Structural basis of GSK-3 inhibition by N-terminal phosphorylation and by the Wnt receptor LRP6
Jennifer L Stamos,
Matthew Ling-Hon Chu,
Michael D Enos,
Niket Shah,
William I Weis
Affiliations
Jennifer L Stamos
Department of Structural Biology, Stanford University, Stanford, United States; Department of Molecular and Cellular Physiology, Stanford University, Stanford, United States
Matthew Ling-Hon Chu
Department of Structural Biology, Stanford University, Stanford, United States; Department of Molecular and Cellular Physiology, Stanford University, Stanford, United States
Michael D Enos
Department of Structural Biology, Stanford University, Stanford, United States; Department of Molecular and Cellular Physiology, Stanford University, Stanford, United States
Niket Shah
Department of Structural Biology, Stanford University, Stanford, United States; Department of Molecular and Cellular Physiology, Stanford University, Stanford, United States
William I Weis
Department of Structural Biology, Stanford University, Stanford, United States; Department of Molecular and Cellular Physiology, Stanford University, Stanford, United States
Glycogen synthase kinase-3 (GSK-3) is a key regulator of many cellular signaling pathways. Unlike most kinases, GSK-3 is controlled by inhibition rather than by specific activation. In the insulin and several other signaling pathways, phosphorylation of a serine present in a conserved sequence near the amino terminus of GSK-3 generates an auto-inhibitory peptide. In contrast, Wnt/β-catenin signal transduction requires phosphorylation of Ser/Pro rich sequences present in the Wnt co-receptors LRP5/6, and these motifs inhibit GSK-3 activity.
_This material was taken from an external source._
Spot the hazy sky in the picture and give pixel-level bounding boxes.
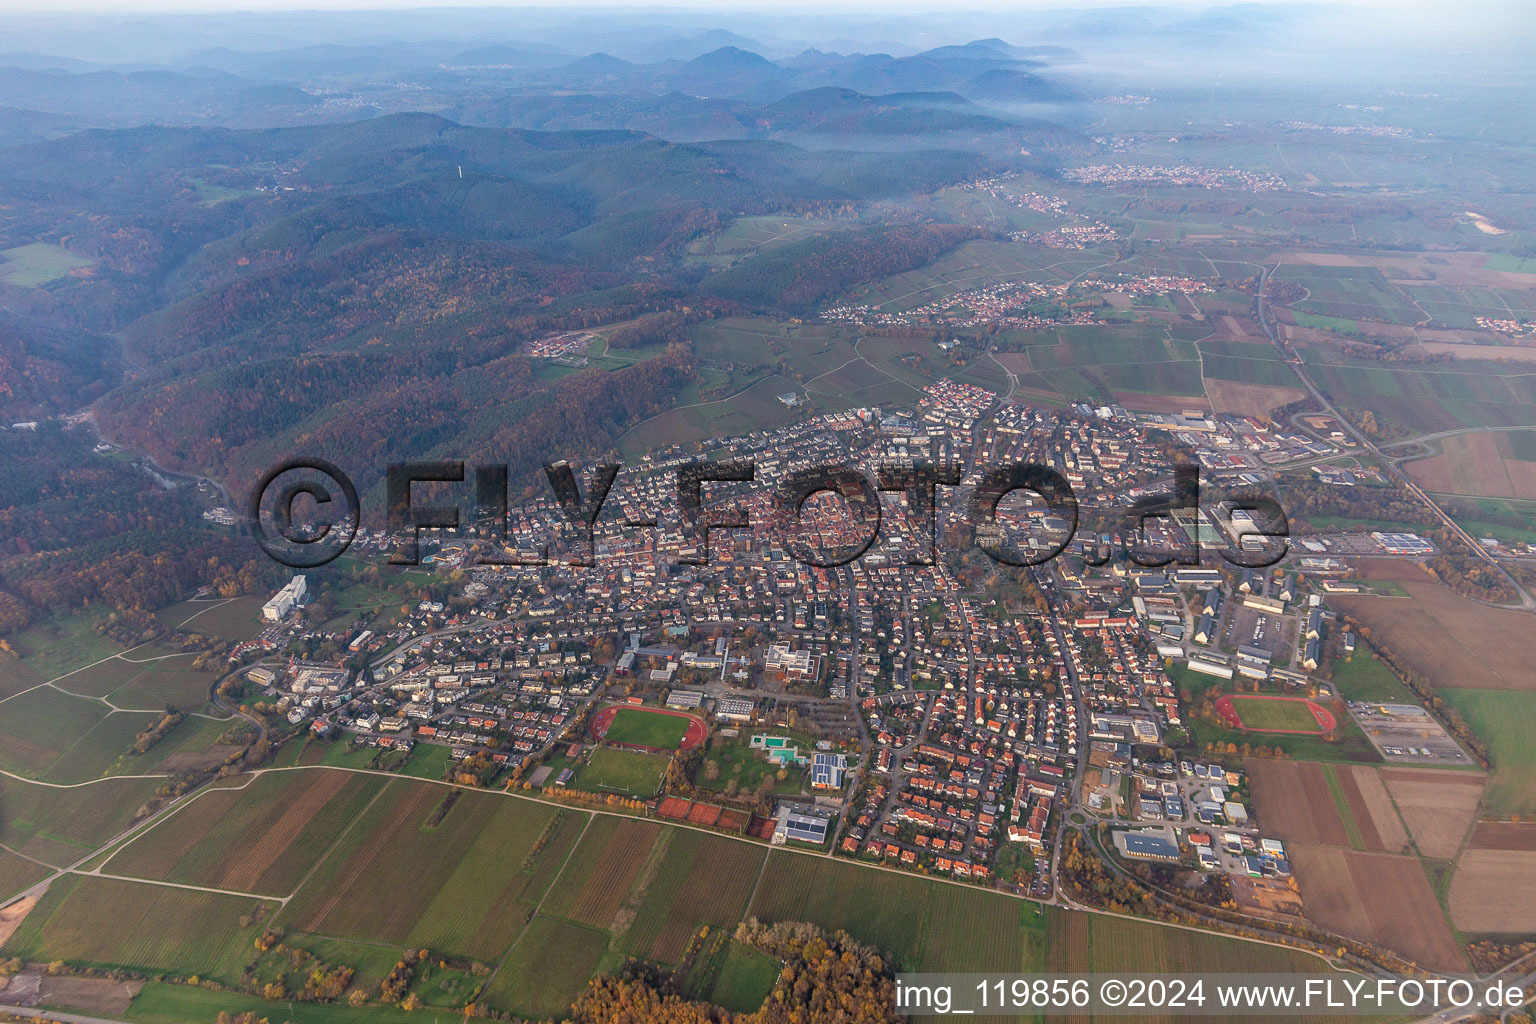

We present crystal structures of GSK-3 bound to its phosphorylated N-terminus and to two of the phosphorylated LRP6 motifs. A conserved loop unique to GSK-3 undergoes a dramatic conformational change that clamps the bound pseudo-substrate peptides, and reveals the mechanism of primed substrate recognition. The structures rationalize target sequence preferences and suggest avenues for the design of inhibitors selective for a subset of pathways regulated by GSK-3.